{
"$type": "site.standard.document",
"bskyPostRef": {
"cid": "bafyreiafph7mukkhhczmhvqjl6bhj2taghp6lil4tir7l2m7svup5legnm",
"uri": "at://did:plc:3fychdutjjusoqeq24ljch6q/app.bsky.feed.post/3mnwgvp5ssto2"
},
"coverImage": {
"$type": "blob",
"ref": {
"$link": "bafkreiflo6xt7is6b2iafwghkjahlgggocme5jwjsbeuqqwcywuvjhmszm"
},
"mimeType": "image/png",
"size": 24783
},
"path": "/abs/2606.10944v1",
"publishedAt": "2026-06-10T00:00:00.000Z",
"site": "https://arxiv.org",
"tags": [
"Albert Gong",
"Annabelle Michael Carrell",
"Raaz Dwivedi",
"Lester Mackey"
],
"textContent": "**Authors:** Albert Gong, Annabelle Michael Carrell, Raaz Dwivedi, Lester Mackey\n\nWe introduce a new tool, Express, for converting a non-causal attention approximation into a causal approximation with matching approximation guarantees.
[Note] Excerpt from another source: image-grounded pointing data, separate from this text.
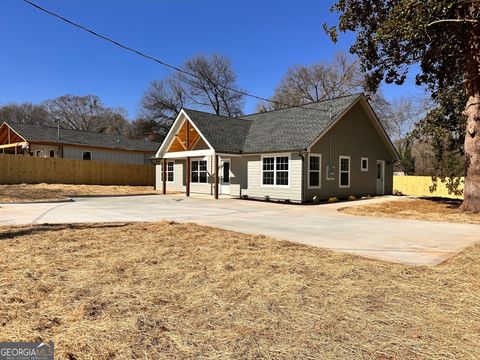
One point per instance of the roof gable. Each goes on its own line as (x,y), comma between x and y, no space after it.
(48,134)
(290,129)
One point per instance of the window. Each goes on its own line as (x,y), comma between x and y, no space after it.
(199,171)
(170,171)
(275,170)
(344,168)
(314,173)
(268,167)
(87,155)
(364,164)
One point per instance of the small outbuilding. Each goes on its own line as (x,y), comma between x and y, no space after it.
(54,142)
(335,147)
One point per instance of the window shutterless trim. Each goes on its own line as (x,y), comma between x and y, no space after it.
(340,171)
(319,186)
(361,163)
(275,156)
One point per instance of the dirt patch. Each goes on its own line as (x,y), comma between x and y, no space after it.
(168,290)
(433,209)
(37,192)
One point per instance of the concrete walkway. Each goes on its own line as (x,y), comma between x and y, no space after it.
(405,241)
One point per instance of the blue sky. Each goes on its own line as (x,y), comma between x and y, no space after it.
(42,58)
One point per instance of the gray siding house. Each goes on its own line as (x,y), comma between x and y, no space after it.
(52,142)
(335,147)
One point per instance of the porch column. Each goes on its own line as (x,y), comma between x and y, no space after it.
(164,176)
(215,177)
(187,190)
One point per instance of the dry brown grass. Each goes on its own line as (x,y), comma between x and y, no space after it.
(433,209)
(35,192)
(168,290)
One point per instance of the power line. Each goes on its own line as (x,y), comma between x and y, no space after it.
(152,58)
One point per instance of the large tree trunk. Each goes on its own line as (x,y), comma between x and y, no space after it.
(471,192)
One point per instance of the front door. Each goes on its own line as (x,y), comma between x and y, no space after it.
(380,177)
(225,177)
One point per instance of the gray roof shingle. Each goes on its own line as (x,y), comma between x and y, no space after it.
(292,128)
(48,134)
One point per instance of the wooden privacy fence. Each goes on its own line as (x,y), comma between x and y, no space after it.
(28,169)
(420,186)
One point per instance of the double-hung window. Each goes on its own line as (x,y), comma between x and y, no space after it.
(344,169)
(170,171)
(314,172)
(199,171)
(275,170)
(364,163)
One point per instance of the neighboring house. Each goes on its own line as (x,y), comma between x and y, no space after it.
(329,148)
(45,141)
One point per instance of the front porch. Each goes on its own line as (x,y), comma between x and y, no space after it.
(200,172)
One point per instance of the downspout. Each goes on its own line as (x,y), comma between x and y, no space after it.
(303,155)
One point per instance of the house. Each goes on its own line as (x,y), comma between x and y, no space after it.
(335,147)
(54,142)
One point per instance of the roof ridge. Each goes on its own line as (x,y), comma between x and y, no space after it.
(222,116)
(302,105)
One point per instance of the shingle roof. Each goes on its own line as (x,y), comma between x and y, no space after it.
(292,128)
(48,134)
(225,134)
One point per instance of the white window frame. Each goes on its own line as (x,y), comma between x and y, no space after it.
(287,155)
(198,171)
(342,157)
(319,186)
(361,164)
(91,155)
(167,171)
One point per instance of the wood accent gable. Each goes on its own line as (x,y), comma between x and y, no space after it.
(185,139)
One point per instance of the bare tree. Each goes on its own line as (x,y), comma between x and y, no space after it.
(85,113)
(25,113)
(213,84)
(325,80)
(212,87)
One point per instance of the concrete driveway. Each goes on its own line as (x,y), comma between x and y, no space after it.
(405,241)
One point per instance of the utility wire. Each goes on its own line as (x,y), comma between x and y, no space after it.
(163,63)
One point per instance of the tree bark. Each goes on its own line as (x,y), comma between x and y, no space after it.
(471,191)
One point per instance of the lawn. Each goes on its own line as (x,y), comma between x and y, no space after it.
(169,290)
(434,209)
(36,192)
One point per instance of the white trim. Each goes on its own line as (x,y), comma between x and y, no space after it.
(173,171)
(319,171)
(185,154)
(275,155)
(383,177)
(361,164)
(198,171)
(177,125)
(340,158)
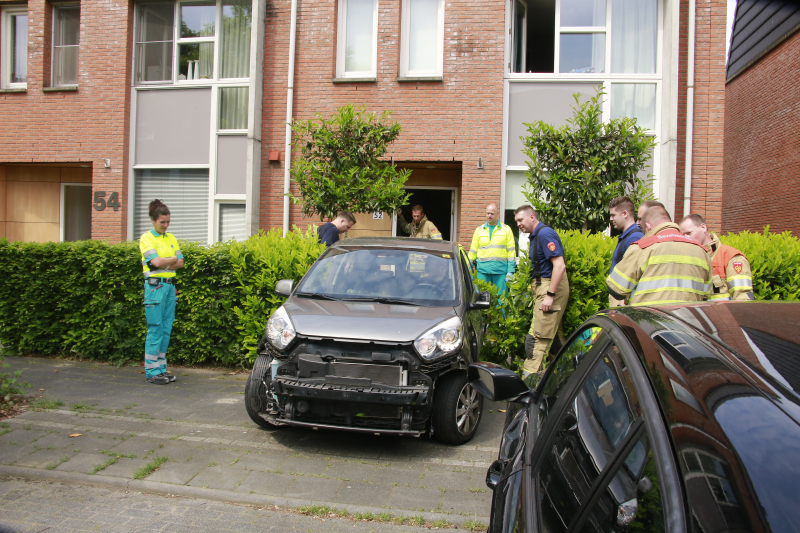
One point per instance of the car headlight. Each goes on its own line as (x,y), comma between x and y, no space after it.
(280,330)
(440,340)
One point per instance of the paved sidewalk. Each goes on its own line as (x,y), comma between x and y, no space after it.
(215,452)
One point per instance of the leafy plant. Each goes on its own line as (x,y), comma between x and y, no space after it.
(339,166)
(575,171)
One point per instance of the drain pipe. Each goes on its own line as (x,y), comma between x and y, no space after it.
(289,103)
(687,180)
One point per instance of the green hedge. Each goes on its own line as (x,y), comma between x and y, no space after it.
(774,260)
(85,298)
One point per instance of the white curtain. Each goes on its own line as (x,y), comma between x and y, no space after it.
(633,36)
(235,52)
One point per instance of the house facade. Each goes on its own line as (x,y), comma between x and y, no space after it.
(107,105)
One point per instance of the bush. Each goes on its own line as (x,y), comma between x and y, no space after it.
(85,298)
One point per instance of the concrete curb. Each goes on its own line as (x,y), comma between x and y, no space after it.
(224,496)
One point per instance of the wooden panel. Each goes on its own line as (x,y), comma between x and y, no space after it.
(19,173)
(33,201)
(76,175)
(32,232)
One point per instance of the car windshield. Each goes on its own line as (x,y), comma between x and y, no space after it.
(424,278)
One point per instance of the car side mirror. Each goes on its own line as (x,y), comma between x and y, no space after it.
(284,287)
(497,383)
(483,300)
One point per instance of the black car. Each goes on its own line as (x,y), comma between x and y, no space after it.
(681,418)
(376,338)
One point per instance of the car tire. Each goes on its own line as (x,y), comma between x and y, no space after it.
(255,393)
(455,395)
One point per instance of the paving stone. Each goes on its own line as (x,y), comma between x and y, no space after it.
(215,477)
(367,494)
(265,483)
(414,499)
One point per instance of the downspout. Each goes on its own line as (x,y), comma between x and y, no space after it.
(687,180)
(289,104)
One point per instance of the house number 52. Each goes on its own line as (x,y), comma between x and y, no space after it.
(101,203)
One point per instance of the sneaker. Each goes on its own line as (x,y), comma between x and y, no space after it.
(160,379)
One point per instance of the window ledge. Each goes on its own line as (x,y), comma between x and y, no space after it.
(72,89)
(403,79)
(354,80)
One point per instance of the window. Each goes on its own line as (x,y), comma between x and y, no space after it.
(66,31)
(422,38)
(357,39)
(14,60)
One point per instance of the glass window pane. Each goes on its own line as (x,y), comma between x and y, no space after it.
(583,12)
(359,38)
(633,36)
(582,53)
(233,108)
(198,18)
(185,191)
(635,100)
(232,223)
(423,35)
(19,56)
(235,53)
(196,61)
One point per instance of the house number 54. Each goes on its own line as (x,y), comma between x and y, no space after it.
(101,203)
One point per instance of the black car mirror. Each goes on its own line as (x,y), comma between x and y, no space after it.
(483,300)
(497,383)
(284,287)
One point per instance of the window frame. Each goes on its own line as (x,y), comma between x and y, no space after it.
(405,43)
(7,47)
(53,46)
(341,45)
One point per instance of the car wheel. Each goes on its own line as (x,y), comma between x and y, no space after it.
(457,409)
(255,393)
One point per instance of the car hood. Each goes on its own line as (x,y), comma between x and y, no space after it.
(363,320)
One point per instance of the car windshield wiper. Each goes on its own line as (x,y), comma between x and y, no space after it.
(381,300)
(317,296)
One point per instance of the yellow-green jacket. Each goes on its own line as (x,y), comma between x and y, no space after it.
(493,249)
(732,277)
(663,267)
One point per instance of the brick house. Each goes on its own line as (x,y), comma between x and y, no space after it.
(108,104)
(762,111)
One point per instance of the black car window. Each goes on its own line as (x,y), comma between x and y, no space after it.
(594,431)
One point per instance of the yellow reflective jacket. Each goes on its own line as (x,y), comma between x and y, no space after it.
(732,277)
(663,267)
(424,230)
(495,253)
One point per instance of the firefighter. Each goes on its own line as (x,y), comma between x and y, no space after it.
(663,267)
(550,288)
(161,257)
(493,250)
(732,277)
(420,227)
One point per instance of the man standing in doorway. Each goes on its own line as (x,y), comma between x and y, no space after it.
(621,210)
(420,227)
(330,232)
(493,250)
(550,287)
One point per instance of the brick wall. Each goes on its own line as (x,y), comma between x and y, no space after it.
(458,119)
(709,109)
(762,147)
(83,126)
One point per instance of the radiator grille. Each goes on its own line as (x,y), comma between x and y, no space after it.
(388,374)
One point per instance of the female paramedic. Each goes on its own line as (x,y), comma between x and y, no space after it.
(161,257)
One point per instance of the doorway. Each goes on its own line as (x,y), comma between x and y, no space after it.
(439,204)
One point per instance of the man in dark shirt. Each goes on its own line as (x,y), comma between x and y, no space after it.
(329,232)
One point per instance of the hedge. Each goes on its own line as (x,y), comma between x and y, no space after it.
(774,260)
(85,299)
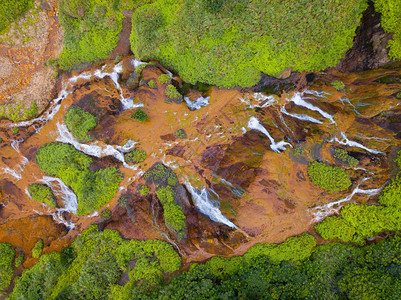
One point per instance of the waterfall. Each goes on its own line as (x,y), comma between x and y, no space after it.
(276,147)
(206,207)
(321,212)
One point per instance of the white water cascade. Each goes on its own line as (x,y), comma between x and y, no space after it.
(321,212)
(206,207)
(276,147)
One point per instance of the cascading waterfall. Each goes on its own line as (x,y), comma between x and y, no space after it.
(321,212)
(206,207)
(276,147)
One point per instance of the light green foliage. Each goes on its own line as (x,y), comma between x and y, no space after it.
(37,249)
(92,267)
(164,79)
(331,179)
(390,21)
(229,43)
(7,254)
(143,189)
(139,115)
(152,84)
(180,133)
(93,189)
(105,214)
(42,193)
(338,85)
(135,156)
(12,10)
(174,217)
(79,122)
(344,157)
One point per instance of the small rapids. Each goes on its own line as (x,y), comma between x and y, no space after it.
(207,207)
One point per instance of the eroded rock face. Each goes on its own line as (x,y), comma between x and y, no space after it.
(256,172)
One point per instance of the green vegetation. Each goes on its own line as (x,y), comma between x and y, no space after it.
(105,214)
(93,189)
(358,222)
(164,79)
(7,254)
(174,217)
(229,43)
(143,189)
(152,84)
(79,122)
(338,85)
(390,21)
(331,179)
(11,10)
(344,157)
(135,156)
(92,267)
(42,193)
(180,133)
(37,249)
(139,115)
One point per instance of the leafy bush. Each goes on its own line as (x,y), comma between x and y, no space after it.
(229,43)
(37,249)
(12,10)
(390,21)
(139,115)
(344,157)
(7,254)
(79,122)
(42,193)
(135,156)
(93,189)
(164,79)
(331,179)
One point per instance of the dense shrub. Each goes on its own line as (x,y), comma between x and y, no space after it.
(79,122)
(390,21)
(93,189)
(229,43)
(42,193)
(7,254)
(37,249)
(12,10)
(135,156)
(331,179)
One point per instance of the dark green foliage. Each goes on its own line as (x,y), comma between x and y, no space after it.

When combined with the state-of-the-art Thinformer approximation, Express improves upon the best known causal attention guarantees, delivering $\\log^{3/2}(n)/s$ approximation error with only $O(s)$ memory and $O(s^2 \\log^2(n))$ compression overhead for a sequence of length $n$. We pair these developments with an efficient I/O-aware Triton implementation, demonstrate substantial speedups over FlashAttention 2, and use Express to overcome four resource bottlenecks in the language modeling pipeline: long-context prefill, KV cache compression, long-form memory-constrained decoding, and long-form compute-constrained decoding.",
"title": "Express Language Modeling"
}